Ghosts of Unix past, part 3: Unfixable designs

Posted Nov 16, 2010 21:14 UTC (Tue) by jengelh (subscriber, #33263)
Parent article: Ghosts of Unix past, part 3: Unfixable designs

Neil, will you, at some point, release short answers to the exercises?

Ghosts of Unix past, part 3: Unfixable designs

Posted Nov 17, 2010 4:28 UTC (Wed) by neilbrown (subscriber, #359) [Link] (13 responses)

Most of the exercises are research questions for which short answers do not exist.
Question 4 (on Xnotify) would result in an article that I would very much like to read. Question 5 could result is a potentially useful slab of code (though it is less clear whether it would be used).

I can tell you what I was thinking of in the "IP protocol suite" questions though, as no-one seems to have taken a stab that those in the comments.

The 'full exploitation' in IP relates to UDP. It is most nearly an application layer (layer 7) protocol (as applications can use it to communicate) yet it is used a multiple levels of the stack - particularly for routing (at least back when we used RIP. BGP uses TCP) which is a layer 3 concern. It is used for VPNs and other network management. And even sometimes for application level protocols.

The "conflated design" in IP is the fact that end-point addresses and rendezvous addresses are equivalent at the IP level. They aren't at higher levels. "lwn.net" is a rendezvous address, but the IP level you only see 72.51.34.34, which could (in a shared-hosting config) map from several rendezvous addresses. So upper level protocols (like http/1.1) need to communicate the *real* rendezvous address, because IP doesn't.

The "unfixable design" in IP is obviously the tiny address space, which we have attempted to fix by NAT and VPNs etc, but they aren't real fixes. Had IP used a distinct rendezvous address it would have only been needed in the first packet of a TCP connection, so it would have been cheap to make it variable-length and then we might not have needed IPv6 (though that doesn't really address UDP).

So those were my thoughts. I haven't spent as much time fighting with network protocols as I have with the Unix API so I'm a lot less confident of these ideas than of the ones I wrote formally about.

Ghosts of Unix past, part 3: Unfixable designs

Posted Nov 17, 2010 4:40 UTC (Wed) by dlang (guest, #313) [Link] (4 responses)

just setting the address space to 64 bits instead of 32 bits would have been enough to eliminate the need for IPv6

Ghosts of Unix past, part 3: Unfixable designs

Posted Nov 17, 2010 10:00 UTC (Wed) by iq-0 (subscriber, #36655) [Link] (3 responses)

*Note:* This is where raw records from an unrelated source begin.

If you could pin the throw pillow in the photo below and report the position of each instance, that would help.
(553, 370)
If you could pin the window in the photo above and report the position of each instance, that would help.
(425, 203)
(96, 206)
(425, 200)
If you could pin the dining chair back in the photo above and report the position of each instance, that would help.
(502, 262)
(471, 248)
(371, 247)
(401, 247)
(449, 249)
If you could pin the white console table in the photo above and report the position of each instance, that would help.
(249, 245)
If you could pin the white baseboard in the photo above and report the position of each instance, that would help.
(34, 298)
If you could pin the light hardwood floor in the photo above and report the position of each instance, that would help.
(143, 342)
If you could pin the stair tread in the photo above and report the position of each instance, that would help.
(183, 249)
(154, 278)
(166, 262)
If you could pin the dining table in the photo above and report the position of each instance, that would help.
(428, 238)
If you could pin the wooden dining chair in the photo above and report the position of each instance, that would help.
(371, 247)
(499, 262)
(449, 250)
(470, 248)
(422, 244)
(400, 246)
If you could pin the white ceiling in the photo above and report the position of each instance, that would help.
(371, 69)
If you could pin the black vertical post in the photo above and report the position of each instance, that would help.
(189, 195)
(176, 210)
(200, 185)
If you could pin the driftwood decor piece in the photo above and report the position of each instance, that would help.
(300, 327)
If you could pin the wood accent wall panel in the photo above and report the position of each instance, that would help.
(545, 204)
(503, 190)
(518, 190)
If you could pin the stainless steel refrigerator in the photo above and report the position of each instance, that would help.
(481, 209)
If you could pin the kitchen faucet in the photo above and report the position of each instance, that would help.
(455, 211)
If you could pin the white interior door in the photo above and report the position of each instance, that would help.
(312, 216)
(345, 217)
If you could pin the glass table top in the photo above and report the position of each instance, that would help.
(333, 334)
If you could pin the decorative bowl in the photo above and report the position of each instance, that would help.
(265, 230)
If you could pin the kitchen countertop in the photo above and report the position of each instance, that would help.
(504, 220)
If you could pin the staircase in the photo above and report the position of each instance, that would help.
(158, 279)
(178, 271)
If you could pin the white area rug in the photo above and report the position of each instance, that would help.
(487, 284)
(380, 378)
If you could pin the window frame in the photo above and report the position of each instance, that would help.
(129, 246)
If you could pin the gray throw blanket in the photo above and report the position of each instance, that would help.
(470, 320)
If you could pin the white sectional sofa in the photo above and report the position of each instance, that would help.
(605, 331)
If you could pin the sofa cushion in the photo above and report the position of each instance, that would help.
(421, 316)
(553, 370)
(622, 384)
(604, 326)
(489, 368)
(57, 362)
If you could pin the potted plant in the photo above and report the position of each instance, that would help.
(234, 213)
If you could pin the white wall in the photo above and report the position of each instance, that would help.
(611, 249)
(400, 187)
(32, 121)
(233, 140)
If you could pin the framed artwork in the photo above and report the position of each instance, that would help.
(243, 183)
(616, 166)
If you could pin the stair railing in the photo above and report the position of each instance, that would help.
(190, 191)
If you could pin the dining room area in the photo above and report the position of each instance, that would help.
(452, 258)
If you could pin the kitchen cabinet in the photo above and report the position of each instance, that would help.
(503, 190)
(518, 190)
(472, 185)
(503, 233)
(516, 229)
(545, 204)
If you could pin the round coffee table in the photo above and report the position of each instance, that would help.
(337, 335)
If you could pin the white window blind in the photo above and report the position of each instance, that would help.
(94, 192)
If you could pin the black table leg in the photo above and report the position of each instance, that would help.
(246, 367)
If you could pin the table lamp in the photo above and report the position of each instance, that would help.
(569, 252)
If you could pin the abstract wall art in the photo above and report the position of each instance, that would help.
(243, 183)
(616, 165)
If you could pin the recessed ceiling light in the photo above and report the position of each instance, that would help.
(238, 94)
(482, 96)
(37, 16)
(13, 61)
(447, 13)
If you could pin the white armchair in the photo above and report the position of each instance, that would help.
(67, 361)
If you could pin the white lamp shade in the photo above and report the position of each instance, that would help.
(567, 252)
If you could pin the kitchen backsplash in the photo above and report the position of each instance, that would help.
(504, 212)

No it would only eliminate the address shortage part of the problem. There are more significant changes that really are long due to be made which are also addressed by IPv6. The reasoning is: don't upgrade to half a solution when you know you really must do another upgrade soon after, the cost is in the breaking upgrade not in the amount of changes.
That is not to say that IPv6 is the holy grail, it's design by committee and as such is probably too different on one front and not different enough on another. And of course it's trial by jury with a terribly large jury, so there is probably not one protocol (now or ever) that would meet all the demands.

Ghosts of Unix past, part 3: Unfixable designs

Posted Nov 17, 2010 23:23 UTC (Wed) by dlang (guest, #313) [Link] (2 responses)

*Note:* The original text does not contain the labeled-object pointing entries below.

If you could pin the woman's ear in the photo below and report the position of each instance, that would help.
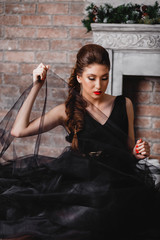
(79, 79)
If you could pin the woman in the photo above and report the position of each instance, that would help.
(96, 189)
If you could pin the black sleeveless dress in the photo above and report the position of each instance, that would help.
(99, 193)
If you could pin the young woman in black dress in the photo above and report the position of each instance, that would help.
(96, 189)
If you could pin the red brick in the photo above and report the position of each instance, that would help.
(20, 8)
(156, 123)
(18, 32)
(33, 45)
(8, 44)
(67, 20)
(80, 33)
(157, 85)
(148, 110)
(66, 44)
(142, 97)
(52, 33)
(59, 93)
(76, 8)
(9, 67)
(1, 8)
(20, 80)
(53, 8)
(9, 1)
(144, 86)
(143, 122)
(36, 20)
(69, 0)
(0, 78)
(156, 148)
(148, 134)
(9, 91)
(156, 98)
(19, 56)
(28, 68)
(9, 20)
(51, 57)
(1, 56)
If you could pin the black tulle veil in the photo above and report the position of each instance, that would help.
(61, 194)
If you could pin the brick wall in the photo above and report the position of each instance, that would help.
(32, 32)
(144, 92)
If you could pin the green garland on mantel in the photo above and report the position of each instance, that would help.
(125, 13)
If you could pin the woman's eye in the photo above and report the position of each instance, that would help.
(106, 78)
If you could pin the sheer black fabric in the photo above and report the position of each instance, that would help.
(101, 192)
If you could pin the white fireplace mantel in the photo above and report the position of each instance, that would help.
(134, 49)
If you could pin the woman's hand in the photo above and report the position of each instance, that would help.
(141, 150)
(40, 73)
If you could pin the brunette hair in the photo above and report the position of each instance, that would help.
(75, 104)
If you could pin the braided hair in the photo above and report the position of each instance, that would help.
(75, 104)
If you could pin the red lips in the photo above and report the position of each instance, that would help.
(97, 92)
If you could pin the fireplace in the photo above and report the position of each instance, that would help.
(134, 51)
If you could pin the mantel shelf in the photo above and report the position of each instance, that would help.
(127, 36)
(134, 49)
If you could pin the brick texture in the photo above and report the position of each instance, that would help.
(144, 93)
(32, 32)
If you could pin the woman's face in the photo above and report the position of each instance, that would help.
(94, 81)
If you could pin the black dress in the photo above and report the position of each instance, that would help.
(99, 193)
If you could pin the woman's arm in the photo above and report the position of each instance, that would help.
(141, 149)
(22, 126)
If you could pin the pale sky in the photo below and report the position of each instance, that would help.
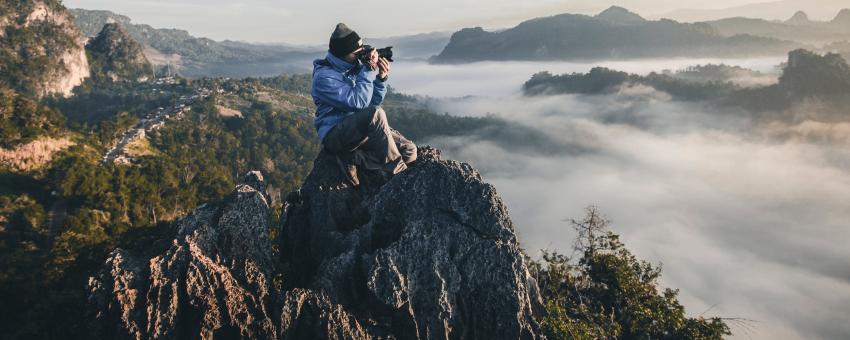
(310, 21)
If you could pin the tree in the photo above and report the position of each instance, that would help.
(609, 294)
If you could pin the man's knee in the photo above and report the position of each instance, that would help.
(410, 156)
(379, 116)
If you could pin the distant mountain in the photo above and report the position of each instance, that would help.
(807, 77)
(775, 10)
(117, 57)
(620, 16)
(799, 18)
(194, 56)
(798, 28)
(614, 33)
(417, 46)
(40, 53)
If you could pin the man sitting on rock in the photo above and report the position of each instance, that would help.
(351, 124)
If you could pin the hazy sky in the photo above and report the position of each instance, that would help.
(749, 220)
(310, 21)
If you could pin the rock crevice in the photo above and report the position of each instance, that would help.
(429, 254)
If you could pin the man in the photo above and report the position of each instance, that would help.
(350, 121)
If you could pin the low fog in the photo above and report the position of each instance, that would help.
(749, 220)
(494, 78)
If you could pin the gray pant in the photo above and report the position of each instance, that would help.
(366, 138)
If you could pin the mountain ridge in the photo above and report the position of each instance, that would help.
(613, 34)
(355, 264)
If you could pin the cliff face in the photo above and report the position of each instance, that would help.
(117, 56)
(43, 49)
(431, 254)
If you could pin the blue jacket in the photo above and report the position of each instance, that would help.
(340, 89)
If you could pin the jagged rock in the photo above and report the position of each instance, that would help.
(215, 280)
(117, 56)
(42, 51)
(428, 254)
(431, 254)
(307, 315)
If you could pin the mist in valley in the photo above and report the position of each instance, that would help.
(748, 218)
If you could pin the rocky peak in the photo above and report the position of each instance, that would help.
(843, 17)
(809, 73)
(40, 48)
(429, 254)
(620, 16)
(799, 18)
(117, 57)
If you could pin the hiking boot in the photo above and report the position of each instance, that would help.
(349, 170)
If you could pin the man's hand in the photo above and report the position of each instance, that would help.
(384, 68)
(372, 61)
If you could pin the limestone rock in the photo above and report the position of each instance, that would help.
(431, 254)
(428, 254)
(51, 57)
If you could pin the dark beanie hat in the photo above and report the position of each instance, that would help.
(344, 41)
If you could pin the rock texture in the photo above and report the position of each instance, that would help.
(429, 254)
(117, 56)
(42, 49)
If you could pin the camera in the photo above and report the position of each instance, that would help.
(386, 52)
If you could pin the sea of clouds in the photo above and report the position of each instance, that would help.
(749, 220)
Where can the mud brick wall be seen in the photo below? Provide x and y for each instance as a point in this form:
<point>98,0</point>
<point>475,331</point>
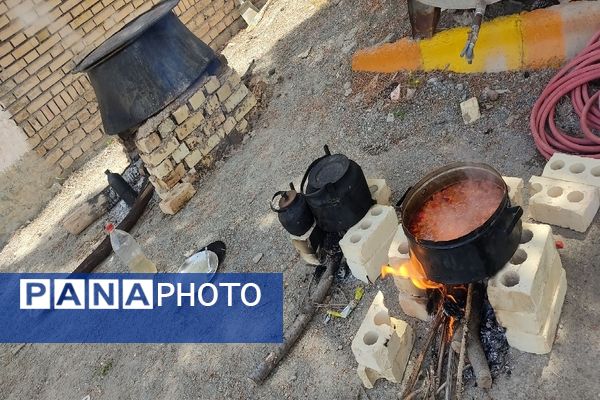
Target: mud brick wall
<point>189,135</point>
<point>41,40</point>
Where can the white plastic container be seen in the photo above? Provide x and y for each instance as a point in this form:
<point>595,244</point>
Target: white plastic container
<point>129,251</point>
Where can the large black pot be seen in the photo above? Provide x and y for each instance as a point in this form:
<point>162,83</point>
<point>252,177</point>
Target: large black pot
<point>143,67</point>
<point>336,191</point>
<point>479,254</point>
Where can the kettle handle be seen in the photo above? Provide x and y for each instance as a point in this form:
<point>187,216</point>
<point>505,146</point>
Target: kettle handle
<point>311,166</point>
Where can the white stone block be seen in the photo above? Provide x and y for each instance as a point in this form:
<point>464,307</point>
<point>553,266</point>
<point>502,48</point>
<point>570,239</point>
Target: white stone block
<point>380,191</point>
<point>370,270</point>
<point>542,342</point>
<point>515,190</point>
<point>369,376</point>
<point>533,322</point>
<point>415,307</point>
<point>562,203</point>
<point>572,168</point>
<point>518,286</point>
<point>361,241</point>
<point>380,339</point>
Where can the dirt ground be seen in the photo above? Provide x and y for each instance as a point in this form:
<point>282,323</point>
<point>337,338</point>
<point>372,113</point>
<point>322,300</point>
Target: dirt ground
<point>309,105</point>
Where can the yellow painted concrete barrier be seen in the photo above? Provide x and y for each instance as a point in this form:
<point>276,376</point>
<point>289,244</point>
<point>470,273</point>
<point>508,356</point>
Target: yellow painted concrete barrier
<point>538,39</point>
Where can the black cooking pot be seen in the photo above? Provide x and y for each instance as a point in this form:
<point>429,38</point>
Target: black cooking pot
<point>293,211</point>
<point>146,65</point>
<point>336,191</point>
<point>479,254</point>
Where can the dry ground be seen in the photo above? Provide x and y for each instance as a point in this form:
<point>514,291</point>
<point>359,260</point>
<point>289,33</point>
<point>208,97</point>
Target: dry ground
<point>307,109</point>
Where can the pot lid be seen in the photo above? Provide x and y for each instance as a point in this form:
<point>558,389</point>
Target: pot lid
<point>126,35</point>
<point>329,170</point>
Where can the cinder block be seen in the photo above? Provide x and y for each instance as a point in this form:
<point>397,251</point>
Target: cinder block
<point>380,191</point>
<point>375,229</point>
<point>518,286</point>
<point>380,339</point>
<point>542,342</point>
<point>177,198</point>
<point>566,204</point>
<point>414,306</point>
<point>515,190</point>
<point>572,168</point>
<point>533,322</point>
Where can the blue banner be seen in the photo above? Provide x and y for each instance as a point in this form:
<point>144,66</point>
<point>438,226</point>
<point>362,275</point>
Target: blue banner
<point>141,308</point>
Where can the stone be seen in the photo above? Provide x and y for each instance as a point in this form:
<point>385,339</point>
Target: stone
<point>515,190</point>
<point>380,338</point>
<point>572,168</point>
<point>518,286</point>
<point>374,230</point>
<point>567,204</point>
<point>181,114</point>
<point>197,100</point>
<point>380,191</point>
<point>541,343</point>
<point>148,143</point>
<point>470,110</point>
<point>177,198</point>
<point>181,152</point>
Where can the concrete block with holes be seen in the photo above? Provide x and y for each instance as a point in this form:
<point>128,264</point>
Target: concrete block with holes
<point>567,204</point>
<point>519,285</point>
<point>515,190</point>
<point>541,342</point>
<point>382,344</point>
<point>572,168</point>
<point>380,191</point>
<point>533,322</point>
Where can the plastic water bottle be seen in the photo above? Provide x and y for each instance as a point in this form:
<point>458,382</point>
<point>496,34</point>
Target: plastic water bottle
<point>129,251</point>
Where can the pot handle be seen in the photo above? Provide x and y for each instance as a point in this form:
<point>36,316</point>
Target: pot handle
<point>280,193</point>
<point>517,213</point>
<point>311,166</point>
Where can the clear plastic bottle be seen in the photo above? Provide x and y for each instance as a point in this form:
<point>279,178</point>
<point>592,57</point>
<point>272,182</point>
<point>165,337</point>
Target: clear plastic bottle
<point>129,251</point>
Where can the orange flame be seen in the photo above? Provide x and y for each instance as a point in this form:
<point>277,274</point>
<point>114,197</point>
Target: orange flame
<point>411,269</point>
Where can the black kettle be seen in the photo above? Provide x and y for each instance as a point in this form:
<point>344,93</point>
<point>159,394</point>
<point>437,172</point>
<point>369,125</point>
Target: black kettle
<point>336,191</point>
<point>293,212</point>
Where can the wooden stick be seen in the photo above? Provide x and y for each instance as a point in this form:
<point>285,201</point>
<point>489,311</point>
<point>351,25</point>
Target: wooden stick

what are the other problems that IPv6 solves?

at the time it was designed, there were a lot of things that it did that were not possible in IPv4, but most (if not all) of the features that people really care about have been implemented in IPv4

Ghosts of Unix past, part 3: Unfixable designs

Posted Nov 18, 2010 8:11 UTC (Thu) by Cato (guest, #7643) [Link] (1 responses)

You are right about many things such as QoS, IPv6, etc.

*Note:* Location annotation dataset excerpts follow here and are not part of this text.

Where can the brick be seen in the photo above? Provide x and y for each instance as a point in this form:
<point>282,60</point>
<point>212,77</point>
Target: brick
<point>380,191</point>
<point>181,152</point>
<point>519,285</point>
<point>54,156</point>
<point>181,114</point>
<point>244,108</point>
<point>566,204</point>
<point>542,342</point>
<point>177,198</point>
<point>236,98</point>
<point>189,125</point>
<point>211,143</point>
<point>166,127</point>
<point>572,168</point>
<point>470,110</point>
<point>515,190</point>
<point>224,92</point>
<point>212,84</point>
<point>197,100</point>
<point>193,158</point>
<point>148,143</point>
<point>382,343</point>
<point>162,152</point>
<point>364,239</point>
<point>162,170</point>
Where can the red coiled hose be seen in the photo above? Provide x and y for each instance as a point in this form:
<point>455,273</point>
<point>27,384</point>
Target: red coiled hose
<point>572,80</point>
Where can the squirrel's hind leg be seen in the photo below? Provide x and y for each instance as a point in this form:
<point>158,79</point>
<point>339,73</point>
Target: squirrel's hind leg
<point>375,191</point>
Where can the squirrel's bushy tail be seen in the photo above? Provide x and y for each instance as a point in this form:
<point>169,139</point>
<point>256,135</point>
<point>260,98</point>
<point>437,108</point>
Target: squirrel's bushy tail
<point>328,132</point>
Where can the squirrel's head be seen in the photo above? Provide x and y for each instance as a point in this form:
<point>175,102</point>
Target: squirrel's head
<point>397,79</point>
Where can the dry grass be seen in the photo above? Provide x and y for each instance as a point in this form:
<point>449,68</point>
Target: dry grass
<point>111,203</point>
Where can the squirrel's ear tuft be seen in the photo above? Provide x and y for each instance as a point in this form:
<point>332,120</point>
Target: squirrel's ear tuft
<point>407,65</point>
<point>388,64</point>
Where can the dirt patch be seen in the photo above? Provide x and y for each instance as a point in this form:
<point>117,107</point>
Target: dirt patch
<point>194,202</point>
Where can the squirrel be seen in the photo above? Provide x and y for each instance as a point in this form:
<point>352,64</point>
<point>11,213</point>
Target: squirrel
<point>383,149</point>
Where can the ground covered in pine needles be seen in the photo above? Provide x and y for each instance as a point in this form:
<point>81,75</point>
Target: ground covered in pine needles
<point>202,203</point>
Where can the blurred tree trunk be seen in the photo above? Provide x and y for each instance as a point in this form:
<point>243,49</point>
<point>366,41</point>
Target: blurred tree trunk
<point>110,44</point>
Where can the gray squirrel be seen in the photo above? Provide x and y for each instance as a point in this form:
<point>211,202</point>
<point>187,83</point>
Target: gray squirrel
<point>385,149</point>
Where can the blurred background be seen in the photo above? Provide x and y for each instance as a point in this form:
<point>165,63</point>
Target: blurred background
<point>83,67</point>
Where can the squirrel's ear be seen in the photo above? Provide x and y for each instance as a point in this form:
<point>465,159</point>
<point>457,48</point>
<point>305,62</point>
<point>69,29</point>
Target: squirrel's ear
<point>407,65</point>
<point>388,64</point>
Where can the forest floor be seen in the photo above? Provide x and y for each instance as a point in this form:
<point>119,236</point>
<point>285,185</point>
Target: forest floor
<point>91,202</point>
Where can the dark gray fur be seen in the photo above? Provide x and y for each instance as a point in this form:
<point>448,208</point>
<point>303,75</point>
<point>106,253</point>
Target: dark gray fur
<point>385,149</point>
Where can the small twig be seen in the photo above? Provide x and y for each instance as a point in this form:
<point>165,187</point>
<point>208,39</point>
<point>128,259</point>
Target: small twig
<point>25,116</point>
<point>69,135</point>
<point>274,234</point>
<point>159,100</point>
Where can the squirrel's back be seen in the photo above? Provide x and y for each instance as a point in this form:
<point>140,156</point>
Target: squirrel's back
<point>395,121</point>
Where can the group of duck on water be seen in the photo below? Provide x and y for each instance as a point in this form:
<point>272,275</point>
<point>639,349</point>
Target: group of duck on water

However, Mobile IP is much better implemented in IPv6 so you don't get inefficient 'triangular routing' - http://www.usipv6.com/ppt/MobileIPv6_tutorial_SanDiegok.pdf

The biggest benefit of course is not having to use NAT for IPv6 traffic.

Ghosts of Unix past, part 3: Unfixable designs

Posted Nov 18, 2010 13:19 UTC (Thu) by vonbrand (guest, #4458) [Link]

Yep, that's why people are clamoring for NATv6 ;-) (Just as the idiotic firewalling going on has made everything run over HTTP.)

Ghosts of Unix past, part 3: Unfixable designs

Posted Nov 18, 2010 4:27 UTC (Thu) by paulj (subscriber, #341) [Link] (7 responses)

That the rendezvous address is (potentially) at a higher level than the end-point address is normal layering. For any given layer that provides some kind of addressing semantics, there can always be another layer above it that implements richer addressing and must map its richer addresses down to the lower layer. That's good and normal.

So to look for conflation in networking addressing you probably need to stay within a layer. E.g. within IP, there is conflation in addressing because each address encodes both the identity of a node and its location in the network. Or perhaps more precisely: IP addressing lacks the notion of identity really, but an IP address is the closest you get and so many things use it for this. This may be fixed in the future with things like Shim6 or ILNP, which separate IP addressing into location and identity. This would allow upper-layer protocols like TCP to bind their state to a host identity, and so decouple them from network location.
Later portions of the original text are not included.